An 80 employee company tends to run on Excel and ad-hoc processes. Learn what those processes are and offer to look into streamlining or automating them.
Make sure no one has admin rights to install programs. Do patch management. Document everything. When was the last time you restored from backup? Do you have DLP in place? What is your Microsoft Security Score? Do you have a Risk Register, a BCP, and a DRP?
To grow your career you should be earning at least one cert a year. When you have 5 - 10 active certs, earning the CPE's for them will keep your skills fresh and relevant.

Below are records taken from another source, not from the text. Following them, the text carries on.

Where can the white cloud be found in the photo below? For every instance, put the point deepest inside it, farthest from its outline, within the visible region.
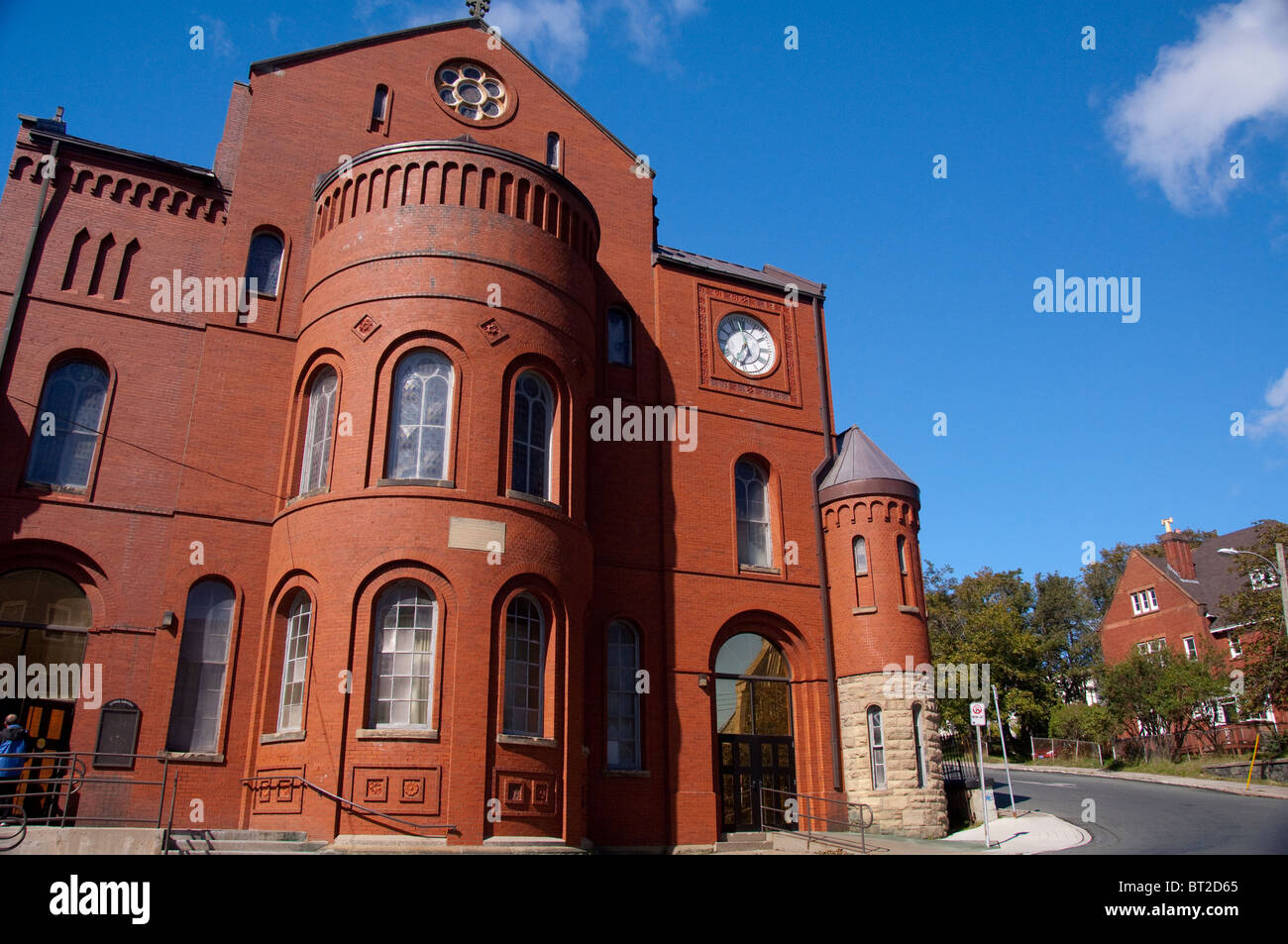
(1176, 125)
(552, 31)
(1275, 419)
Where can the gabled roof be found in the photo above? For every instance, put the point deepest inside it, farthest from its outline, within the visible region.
(765, 275)
(862, 468)
(263, 65)
(1215, 574)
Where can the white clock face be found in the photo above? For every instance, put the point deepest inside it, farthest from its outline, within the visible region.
(746, 344)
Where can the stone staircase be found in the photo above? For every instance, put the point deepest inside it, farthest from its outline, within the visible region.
(243, 842)
(745, 844)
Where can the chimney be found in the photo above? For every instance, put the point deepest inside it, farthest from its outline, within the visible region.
(1180, 556)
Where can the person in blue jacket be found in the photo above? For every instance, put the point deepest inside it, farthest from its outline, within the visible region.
(13, 745)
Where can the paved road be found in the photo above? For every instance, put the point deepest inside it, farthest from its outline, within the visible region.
(1153, 818)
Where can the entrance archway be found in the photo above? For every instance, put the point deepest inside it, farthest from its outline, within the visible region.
(754, 733)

If you're really that bored, hire a third party to do an IT security audit. That is guaranteed to give you enough work for a year.
giridhargp@reddit (OP)
Thanks for the message, I will look into it
Manacube@reddit
Have you run Pingcastle? Let a firm do a security audit and you'll have lots of work.
giridhargp@reddit (OP)
Whatvis pingcastle?
UptimeNull@reddit
AD pen test for free. But watch where you share your results as nothing is ever free.
UptimeNull@reddit
If you don’t know what AD is you suck already. Google it.
Manacube@reddit
Ask AI or Google and you'll know
UptimeNull@reddit
Or purple knight?
JJaska@reddit
I have a feeling that doing a proper audit would generate a career ending document right now even with good intentions. But starting the work towards doing a security audit is actually an excellent advice.
UptimeNull@reddit
Look up guardrails on ai. Everyone wants ai right now.
Let’s get you paid bro!
You asked so we are giving you some goods here.
UptimeNull@reddit
Go to an msp or mssp.
Site_Efficient@reddit
Could you do your job twice concurrently?